Weinbau in Zeiten des Klimawandels

18.04.2017

Staubtrockener Boden, seit Wochen kein Regen: Das Frühjahr 2017 fällt besonders in Mainfranken durch extreme Dürre auf – wieder einmal. Der Klimawandel stellt auch die Winzer vor Herausforderungen, wie Klima-Experte Professor Heiko Paeth weiß.

Professor Heiko Paeth. (Foto: Lena Köster)
Professor Heiko Paeth. (Foto: Lena Köster)

Der Weinbau gehört zu Mainfranken wie die Spätzle zu Schwaben. Doch Veränderungen des Klimas stellen die Winzer vor neue Herausforderungen. Klimaforscher Heiko Paeth ist seit 2006 Professor am Lehrstuhl für Physische Geographie der Julius-Maximilians-Universität Würzburg. Sein zentrales Anliegen ist es, für den Klimawandel zu sensibilisieren.

Warum wird Mainfranken in Sachen Klimawandel als „Hotspot“ bezeichnet?

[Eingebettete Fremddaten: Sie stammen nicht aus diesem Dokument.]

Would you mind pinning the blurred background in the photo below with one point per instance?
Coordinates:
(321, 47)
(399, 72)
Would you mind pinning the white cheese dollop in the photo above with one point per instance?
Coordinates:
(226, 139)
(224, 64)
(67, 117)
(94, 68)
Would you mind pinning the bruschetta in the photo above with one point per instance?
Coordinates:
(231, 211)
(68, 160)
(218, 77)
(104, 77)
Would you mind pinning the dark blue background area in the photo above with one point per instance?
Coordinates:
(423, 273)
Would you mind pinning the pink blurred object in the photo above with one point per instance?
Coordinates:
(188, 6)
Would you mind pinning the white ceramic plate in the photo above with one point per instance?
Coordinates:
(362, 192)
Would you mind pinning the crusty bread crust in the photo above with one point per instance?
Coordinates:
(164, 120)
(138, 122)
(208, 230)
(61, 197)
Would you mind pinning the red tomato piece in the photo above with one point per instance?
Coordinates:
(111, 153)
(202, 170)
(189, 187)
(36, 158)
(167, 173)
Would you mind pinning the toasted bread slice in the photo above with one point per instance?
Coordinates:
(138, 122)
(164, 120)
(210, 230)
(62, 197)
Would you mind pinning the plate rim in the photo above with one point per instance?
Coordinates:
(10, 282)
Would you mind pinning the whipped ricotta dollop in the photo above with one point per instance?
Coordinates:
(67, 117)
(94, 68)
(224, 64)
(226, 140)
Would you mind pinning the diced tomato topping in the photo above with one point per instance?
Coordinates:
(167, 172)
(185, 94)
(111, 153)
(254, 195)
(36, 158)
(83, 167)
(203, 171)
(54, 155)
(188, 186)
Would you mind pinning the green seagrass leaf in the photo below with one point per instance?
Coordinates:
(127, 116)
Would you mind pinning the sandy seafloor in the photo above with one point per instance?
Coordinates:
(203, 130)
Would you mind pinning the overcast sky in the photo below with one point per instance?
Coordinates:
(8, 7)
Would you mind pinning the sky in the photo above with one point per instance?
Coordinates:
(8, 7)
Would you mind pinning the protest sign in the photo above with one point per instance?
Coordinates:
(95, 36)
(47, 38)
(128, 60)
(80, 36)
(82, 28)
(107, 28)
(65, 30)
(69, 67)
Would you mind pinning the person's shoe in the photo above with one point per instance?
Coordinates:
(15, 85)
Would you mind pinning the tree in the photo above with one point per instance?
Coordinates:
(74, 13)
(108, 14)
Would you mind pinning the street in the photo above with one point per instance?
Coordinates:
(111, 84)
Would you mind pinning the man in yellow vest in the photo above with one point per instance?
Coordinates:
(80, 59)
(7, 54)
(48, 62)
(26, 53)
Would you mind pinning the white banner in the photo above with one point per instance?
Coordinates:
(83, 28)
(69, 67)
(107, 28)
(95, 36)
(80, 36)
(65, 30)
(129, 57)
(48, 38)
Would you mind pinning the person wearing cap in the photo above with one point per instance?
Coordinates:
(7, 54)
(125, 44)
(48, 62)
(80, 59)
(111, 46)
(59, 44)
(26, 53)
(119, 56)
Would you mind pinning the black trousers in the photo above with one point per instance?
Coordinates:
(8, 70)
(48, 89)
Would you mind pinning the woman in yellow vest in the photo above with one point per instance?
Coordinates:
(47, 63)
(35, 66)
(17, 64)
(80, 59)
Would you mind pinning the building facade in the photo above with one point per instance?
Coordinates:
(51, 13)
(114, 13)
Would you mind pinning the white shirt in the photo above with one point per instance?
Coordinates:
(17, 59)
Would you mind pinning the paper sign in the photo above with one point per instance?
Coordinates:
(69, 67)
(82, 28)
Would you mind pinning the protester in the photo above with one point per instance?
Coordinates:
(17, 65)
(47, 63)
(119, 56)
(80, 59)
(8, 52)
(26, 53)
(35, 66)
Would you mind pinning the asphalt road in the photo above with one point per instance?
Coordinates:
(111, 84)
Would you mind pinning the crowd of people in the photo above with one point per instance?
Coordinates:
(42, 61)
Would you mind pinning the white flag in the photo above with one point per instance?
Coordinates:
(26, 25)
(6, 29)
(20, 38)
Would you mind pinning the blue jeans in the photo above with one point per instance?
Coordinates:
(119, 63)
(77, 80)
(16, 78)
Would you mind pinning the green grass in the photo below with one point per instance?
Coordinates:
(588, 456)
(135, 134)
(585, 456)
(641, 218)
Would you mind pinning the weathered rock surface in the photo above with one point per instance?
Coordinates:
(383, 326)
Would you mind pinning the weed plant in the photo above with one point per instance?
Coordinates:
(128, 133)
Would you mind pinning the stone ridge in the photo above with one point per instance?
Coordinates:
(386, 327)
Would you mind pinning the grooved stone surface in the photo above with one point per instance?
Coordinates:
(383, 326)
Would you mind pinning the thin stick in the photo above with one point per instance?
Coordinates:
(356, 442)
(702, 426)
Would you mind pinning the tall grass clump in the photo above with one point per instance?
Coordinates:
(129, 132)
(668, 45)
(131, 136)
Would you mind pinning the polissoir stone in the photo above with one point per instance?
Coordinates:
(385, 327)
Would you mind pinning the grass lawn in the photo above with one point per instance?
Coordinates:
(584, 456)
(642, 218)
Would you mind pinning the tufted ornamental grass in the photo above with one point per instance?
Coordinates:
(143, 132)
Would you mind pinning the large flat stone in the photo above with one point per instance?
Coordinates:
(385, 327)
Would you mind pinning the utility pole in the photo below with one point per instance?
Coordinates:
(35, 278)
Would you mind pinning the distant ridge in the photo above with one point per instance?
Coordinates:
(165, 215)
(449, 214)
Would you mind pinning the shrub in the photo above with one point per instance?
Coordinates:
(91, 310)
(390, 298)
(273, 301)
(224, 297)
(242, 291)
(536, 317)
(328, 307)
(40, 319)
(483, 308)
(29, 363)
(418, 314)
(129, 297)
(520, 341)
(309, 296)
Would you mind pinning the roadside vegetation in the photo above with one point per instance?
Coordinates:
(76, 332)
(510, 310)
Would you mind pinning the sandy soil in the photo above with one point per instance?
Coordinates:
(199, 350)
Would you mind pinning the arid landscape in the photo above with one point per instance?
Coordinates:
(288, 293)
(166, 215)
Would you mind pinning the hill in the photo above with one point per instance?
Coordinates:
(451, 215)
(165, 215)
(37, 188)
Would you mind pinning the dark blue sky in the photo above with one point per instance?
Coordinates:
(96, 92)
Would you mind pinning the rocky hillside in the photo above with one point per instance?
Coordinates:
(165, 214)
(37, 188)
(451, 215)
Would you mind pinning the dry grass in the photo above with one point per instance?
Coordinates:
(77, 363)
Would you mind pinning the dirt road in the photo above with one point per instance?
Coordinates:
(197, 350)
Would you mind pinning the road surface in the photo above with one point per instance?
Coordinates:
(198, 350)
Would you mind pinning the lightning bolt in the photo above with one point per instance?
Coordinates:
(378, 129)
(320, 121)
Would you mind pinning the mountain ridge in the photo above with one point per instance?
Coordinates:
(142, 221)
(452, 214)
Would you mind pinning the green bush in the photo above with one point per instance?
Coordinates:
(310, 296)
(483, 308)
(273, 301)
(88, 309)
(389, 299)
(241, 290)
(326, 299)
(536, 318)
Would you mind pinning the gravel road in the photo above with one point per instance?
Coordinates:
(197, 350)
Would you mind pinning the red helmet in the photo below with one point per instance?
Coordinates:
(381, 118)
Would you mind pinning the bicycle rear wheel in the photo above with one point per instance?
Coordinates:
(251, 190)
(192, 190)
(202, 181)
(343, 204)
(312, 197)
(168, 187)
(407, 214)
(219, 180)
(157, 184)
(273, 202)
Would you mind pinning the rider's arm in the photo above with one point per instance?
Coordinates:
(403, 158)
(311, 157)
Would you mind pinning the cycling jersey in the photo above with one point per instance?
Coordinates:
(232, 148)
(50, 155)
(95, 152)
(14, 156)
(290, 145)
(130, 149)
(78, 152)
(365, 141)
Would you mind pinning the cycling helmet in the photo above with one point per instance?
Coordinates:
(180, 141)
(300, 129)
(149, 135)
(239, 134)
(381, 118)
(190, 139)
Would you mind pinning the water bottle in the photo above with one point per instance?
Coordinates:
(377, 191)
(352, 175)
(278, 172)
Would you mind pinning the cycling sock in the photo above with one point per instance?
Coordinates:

Heiko Paeth: „Seit dem Ende des Zweiten Weltkriegs können wir auf Messdaten zurückgreifen. Der Temperaturanstieg im Winter in Mainfranken ist seitdem mit 1,6 Grad Celsius doppelt so hoch wie im globalen Durchschnitt. Im Zuge des Klimawandels verändern sich die Häufigkeiten von Hochdruck- und Tiefdruckgebieten. Und in Süddeutschland mehren sich im Sommer die Hochdruckgebiete, deshalb wird es wärmer.“

Welche Herausforderungen ergeben sich daher für den Weinbau?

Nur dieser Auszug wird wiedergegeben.